The opening concludes the on-again and off-again talks to bring the Italian luxury brand to the Philippines that started as early as 1998. But perhaps the husband-and-wife team were meant to be together with Max Mara as they were able to finalize the deal to bring in the brand just shortly before the lockdowns to contain the COVID-19 virus were imposed in March 2020.

The succeeding months were devoted to further negotiations and sprucing up the maiden store to make sure it befits the status of Max Mara, the giant global fashion house founded in 1951 by Achille Maramotti.

Today, Max Mara in the newly renovated Greenbelt 3 features around 100 square meters of show space, with one window on the inside of the mall and a glass facade with lightbox on the external side.

Existing architectural elements of the building, such as vaulted ceilings and a skylight, naturally embellish the rooms and interact with the Max Mara’s Italian heritage and contemporary spirit, the group said.

In keeping with its luxury status and to get people in the mood to shop, the Max Mara branch has brass, metal, marble and wood accents that together provide a welcoming atmosphere for potential buyers.

Finally, sophisticated furnishings from leading Italian design brands make the new store evoke Max Mara’s fundamental brand values of Italian craftsmanship and construction, the group’s statement said.

Max Mara, known the world over primarily for its timeless and elegant coats, is but one of the retail brands of the Koa couple, which also handles the Escada and Van Laack brands.
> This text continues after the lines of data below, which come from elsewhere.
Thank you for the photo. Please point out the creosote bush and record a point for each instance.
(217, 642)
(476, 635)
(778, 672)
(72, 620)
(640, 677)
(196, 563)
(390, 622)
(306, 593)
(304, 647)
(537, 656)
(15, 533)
Indeed, the group is looking forward to soon operating a bigger and better store devoted to the Escada luxury brand from Germany, hopefully also in Greenbelt where it long had a home.

—Tina Arceo-Dumlao

Hold departure order

The fight for control of the country’s largest bus transport company began in mid-2019, but there seems to be no end in sight for the dispute despite the side of Leo Rey Yanson— the original people at the helm —having regained and consolidated control since then.

Biz Buzz learned that a Bacolod regional trial court recently ordered the Bureau of Immigration to issue a hold departure order against members of the so-called Yanson Four— Roy Yanson, Ricardo Yanson Jr., Ma. Celina Yanson-Lopez and Emily Yanson—to prevent them from leaving the country.

That’s in connection with complaints of qualified theft filed against the four siblings by the youngest of the brood of the Bacolod-based billionaire family after the four initiated a boardroom coup at Vallacar Transit Inc. in 2019.

That takeover attempt was later repulsed and physical control of the bus company (and its fleet of almost 4,000 buses nationwide) a few months after the failed rebellion. Soon after, it was found that various office equipment, documents, records, titles and computers were missing from the offices that were under the control of the Yanson Four for a few months.

The four, however, could not be found by the authorities and are rumored to have fled the country since last year.

Both factions of the family continue to hold simultaneous board meetings for the various firms under the bus transport group on their designated dates, but the camp of Leo Rey, his sister Ginnette Yanson Dumancas and family matriarch Olivia Yanson, hold their meetings in person. The Yanson Four side, on the other hand, conduct in absentia, with their representatives taking care of running the meetings.

In any case, sources tell Biz Buzz than the Yanson Four are not likely to make an appearance soon because the Bacolod court has ordered law enforcers to arrest them for qualified theft. The court also ordered that arresting officers wear at least one body camera and at least one alternative recording device when serving the arrest warrant.

But since the court also recommended no bail for the accused, it’s unlikely that they will surrender soon. That is, if they’re in the country at all.